For their testimony before the Congressional committees investigating the Iran-Contra affair, Marine Lieut. Col. Oliver North and Rear Adm. John Poindexter have won the 1987 “doublespeak” award from the National Council of Teachers of English.
William C. Lutz, chairman of the council’s committee on public doublespeak, said Colonel North was cited for saying “that he ‘cleaned things up,’ he was ‘cleaning up the historical record,’ he ‘fixed’ things up, and that he ‘took steps to ensure’ that things never ‘came out,’ meaning he lied, destroyed official government documents, and created false documents.”

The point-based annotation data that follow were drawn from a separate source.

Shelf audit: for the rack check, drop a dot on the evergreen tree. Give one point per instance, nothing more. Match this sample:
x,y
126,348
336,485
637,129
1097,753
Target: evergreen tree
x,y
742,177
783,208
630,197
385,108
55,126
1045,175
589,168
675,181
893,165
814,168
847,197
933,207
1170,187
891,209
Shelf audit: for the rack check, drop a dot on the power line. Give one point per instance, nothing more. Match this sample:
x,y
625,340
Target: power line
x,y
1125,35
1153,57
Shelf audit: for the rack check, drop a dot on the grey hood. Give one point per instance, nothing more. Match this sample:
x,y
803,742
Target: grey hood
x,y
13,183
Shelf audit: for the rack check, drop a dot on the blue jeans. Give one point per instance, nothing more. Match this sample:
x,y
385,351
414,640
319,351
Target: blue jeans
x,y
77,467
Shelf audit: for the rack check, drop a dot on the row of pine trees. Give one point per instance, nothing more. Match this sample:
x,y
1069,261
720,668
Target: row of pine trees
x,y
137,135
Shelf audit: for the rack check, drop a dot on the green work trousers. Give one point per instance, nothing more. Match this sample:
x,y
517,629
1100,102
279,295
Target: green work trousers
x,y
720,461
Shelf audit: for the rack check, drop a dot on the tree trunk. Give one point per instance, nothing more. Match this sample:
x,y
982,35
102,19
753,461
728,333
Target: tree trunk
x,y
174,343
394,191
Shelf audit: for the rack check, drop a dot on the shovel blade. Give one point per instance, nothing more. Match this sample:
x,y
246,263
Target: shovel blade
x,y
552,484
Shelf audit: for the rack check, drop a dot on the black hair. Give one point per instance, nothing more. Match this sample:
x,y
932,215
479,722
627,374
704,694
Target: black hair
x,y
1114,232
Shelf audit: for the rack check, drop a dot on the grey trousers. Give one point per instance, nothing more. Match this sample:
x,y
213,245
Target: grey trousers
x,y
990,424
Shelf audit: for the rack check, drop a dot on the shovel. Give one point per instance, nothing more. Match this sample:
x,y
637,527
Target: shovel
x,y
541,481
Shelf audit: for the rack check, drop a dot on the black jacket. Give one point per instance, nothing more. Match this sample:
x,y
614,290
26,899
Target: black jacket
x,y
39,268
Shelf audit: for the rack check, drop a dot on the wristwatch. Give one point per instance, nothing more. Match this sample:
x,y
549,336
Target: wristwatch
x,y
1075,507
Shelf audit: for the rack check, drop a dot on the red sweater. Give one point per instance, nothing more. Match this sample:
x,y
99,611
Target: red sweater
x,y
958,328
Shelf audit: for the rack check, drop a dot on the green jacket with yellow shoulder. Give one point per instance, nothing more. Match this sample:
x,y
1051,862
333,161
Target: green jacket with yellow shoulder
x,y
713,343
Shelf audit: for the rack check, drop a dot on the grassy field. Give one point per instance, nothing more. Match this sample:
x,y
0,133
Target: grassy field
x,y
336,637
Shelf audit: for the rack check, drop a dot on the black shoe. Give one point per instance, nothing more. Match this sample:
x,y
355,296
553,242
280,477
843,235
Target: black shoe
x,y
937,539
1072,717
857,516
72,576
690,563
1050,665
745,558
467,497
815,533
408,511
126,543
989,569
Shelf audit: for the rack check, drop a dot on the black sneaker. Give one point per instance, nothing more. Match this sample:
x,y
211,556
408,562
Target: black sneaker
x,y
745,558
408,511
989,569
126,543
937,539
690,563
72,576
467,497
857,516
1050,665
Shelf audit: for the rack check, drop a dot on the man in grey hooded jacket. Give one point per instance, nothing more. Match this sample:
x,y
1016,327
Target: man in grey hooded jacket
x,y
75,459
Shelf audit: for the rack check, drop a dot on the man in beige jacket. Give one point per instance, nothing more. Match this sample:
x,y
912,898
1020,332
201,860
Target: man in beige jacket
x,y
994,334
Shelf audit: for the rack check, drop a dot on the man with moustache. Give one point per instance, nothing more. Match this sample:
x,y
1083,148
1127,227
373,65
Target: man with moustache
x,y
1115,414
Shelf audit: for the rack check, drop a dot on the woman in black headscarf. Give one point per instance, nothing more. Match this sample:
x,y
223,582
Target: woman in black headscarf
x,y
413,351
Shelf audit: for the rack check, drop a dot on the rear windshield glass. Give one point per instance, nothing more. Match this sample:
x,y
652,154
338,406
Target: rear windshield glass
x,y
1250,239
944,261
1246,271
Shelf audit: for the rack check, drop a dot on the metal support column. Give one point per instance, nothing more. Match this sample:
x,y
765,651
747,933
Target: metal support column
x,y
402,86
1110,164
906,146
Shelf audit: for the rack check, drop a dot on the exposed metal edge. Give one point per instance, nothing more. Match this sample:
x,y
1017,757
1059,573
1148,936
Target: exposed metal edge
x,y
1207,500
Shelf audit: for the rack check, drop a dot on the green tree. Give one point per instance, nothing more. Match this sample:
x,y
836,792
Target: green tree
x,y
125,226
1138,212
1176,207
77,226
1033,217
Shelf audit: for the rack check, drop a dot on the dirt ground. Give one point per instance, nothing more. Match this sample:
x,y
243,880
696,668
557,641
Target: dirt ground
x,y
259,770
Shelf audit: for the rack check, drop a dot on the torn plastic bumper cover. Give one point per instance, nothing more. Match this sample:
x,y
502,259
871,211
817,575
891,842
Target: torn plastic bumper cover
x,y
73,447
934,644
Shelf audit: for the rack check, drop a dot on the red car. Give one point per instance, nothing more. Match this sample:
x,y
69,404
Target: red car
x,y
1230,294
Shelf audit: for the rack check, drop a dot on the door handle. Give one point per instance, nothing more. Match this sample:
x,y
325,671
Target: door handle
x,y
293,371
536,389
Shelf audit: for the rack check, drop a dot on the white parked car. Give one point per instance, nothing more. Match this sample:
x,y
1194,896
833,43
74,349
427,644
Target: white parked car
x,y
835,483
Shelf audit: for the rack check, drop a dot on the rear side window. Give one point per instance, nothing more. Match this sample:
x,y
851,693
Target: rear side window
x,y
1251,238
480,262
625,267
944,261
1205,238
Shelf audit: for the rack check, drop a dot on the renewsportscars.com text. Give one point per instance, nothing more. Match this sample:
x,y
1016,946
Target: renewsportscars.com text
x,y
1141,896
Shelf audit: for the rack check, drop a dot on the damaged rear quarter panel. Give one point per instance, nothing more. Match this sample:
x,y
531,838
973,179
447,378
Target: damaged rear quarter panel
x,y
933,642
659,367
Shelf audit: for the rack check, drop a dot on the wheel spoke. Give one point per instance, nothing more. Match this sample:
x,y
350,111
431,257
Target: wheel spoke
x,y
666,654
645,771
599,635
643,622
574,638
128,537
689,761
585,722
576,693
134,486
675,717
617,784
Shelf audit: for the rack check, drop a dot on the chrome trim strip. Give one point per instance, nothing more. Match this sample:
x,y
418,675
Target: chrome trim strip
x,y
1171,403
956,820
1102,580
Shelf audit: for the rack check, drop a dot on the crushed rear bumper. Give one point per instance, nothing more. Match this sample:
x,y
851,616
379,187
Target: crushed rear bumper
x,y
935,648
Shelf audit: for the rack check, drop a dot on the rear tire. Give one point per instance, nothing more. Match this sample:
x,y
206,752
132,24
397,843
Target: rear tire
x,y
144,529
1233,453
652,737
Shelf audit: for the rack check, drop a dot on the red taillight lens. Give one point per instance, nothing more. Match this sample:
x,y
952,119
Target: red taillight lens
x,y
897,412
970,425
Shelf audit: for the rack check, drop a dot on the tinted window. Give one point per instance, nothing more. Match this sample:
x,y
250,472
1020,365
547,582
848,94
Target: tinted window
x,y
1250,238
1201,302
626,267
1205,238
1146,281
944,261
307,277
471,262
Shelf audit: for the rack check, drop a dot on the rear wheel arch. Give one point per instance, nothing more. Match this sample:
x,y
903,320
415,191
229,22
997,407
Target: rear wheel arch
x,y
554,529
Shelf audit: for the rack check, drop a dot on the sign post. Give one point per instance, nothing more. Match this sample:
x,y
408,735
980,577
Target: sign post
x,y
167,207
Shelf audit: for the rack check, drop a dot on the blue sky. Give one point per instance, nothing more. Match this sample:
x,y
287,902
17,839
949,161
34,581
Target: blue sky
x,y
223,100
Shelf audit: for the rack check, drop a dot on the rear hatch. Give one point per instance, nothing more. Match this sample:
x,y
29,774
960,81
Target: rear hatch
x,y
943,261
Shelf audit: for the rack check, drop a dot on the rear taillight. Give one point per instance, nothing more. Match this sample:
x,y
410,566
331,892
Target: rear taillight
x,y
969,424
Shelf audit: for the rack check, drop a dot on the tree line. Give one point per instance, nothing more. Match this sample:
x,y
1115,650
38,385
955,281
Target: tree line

“In Poindexter’s world,” Mr. Lutz said, “one can ‘acquiesce’ in a shipment of weapons while at the same time not authorize the shipment. One can transfer millions of dollars of government money as a ‘technical implementation’ without making a ‘substantive decision.”’
The award, announced at the ncte’s annual meeting in Los Angeles, is given annually to call attention to deceptive language by public officials.
The name of the award alludes to a characterization of the practice in George Orwell’s novel, 1984.
Second place in this year’s competition went to President Reagan, for a series of statements he made regarding the sale of arms to Iran and aid to the Nicaraguan Contras.
Third place went jointly to the Central Intelligence Agency, the Department of Defense, and the Department of State, for calling a new doctrine of war “Low-Intensity Conflict.”
In related action, the committee named the Massachusetts Institute of Technology linguist Noam Chomsky as winner of the annual Orwell Award for distinguished contribution to honesty and clarity in language.